「笑いたい - 芥川比呂志」日本の名随筆22笑 から

「笑いたい - 芥川比呂志」日本の名随筆22笑 から

何人か寄って、話をしていて、笑えないのは、つらい。まじめな話合いでも、一と区切りつけば、笑いたい。まるで笑わないのは、くそまじめというものだ。むろん、悲劇的な出来事の後とか、せっぱつまった相談事とかは、抜きにしての話である。

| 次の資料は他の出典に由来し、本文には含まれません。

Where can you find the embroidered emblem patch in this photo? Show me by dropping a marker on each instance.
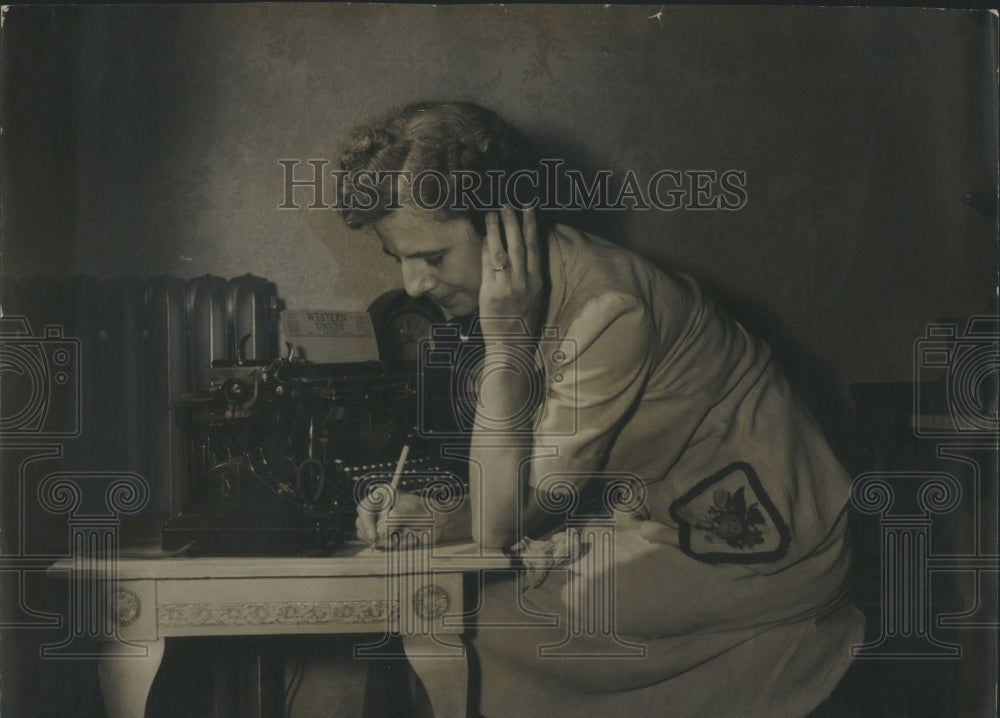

笑いは、話にちょっと添える薬味ではない。お上品な食卓を飾るしゃれた生花ではない。笑いは、話の味をよくする酒である。いや、笑いは話そのものであり、私たちは、笑いのために話することさえあるのだ。
-中略-
みなが談笑しているのに、一人だけ黙っている人があると、気づまりなものだ。そこで、みなサービスの限りをつくして、話の中へ引き入れようとする。
黙っている方にも、事情はある。ちょっとした引け目とか、気おくれとかで、つい、黙りがちだったのを、まわりが気を遣いすぎるものだから、かえって気持が屈折して、ますます無口になる。機嫌がわるくて黙っているわけではない。しかし黙りつづけている内に、不機嫌になってくる。 
そうなると、みな興醒めて、何となく静かになるが、やがて面倒くさくなり、口をきかぬ奴を無視してあれこれ話合うにつれ、また油がのってきて、ついに笑いの飽和状態に達してしまうことがある。誰かが一言いうとみながどっと笑う、次の一言で哄笑、また一言、また爆笑、というあの状態である。まわりがそうなった時は、黙り屋はじつになさけない思いをする。
二十年の昔、私はそういう経験をしたことがある。
夜の座敷の客は、私のほかに数名、主人をかこんで話がはずみ、笑い声は間断なく、私一人が無言であった。まだ酒の味を知らず、無理にやっと飲んだ数杯のビールが、かえって憂鬱をつのらせた。私は頑[かたく]なに黙っていた。
ふと、卓の向うから、微笑して、主人が、私に声をかけた。
「きみ、靴下をぬいでごらん。楽になる」
虚をつかれた。半信半疑で、言われた通りにした。なるほど効果はてきめんであった。私は憑きものが落ちたようにしゃべり始めた。
隣から酒をすすめられる。断ろうとする私を制して、主人は卓ごしに自分の盃を差し出し、おどけた調子で言う。
「弱きを助けよ」
私は、はじめて、みなといっしょに哄笑した。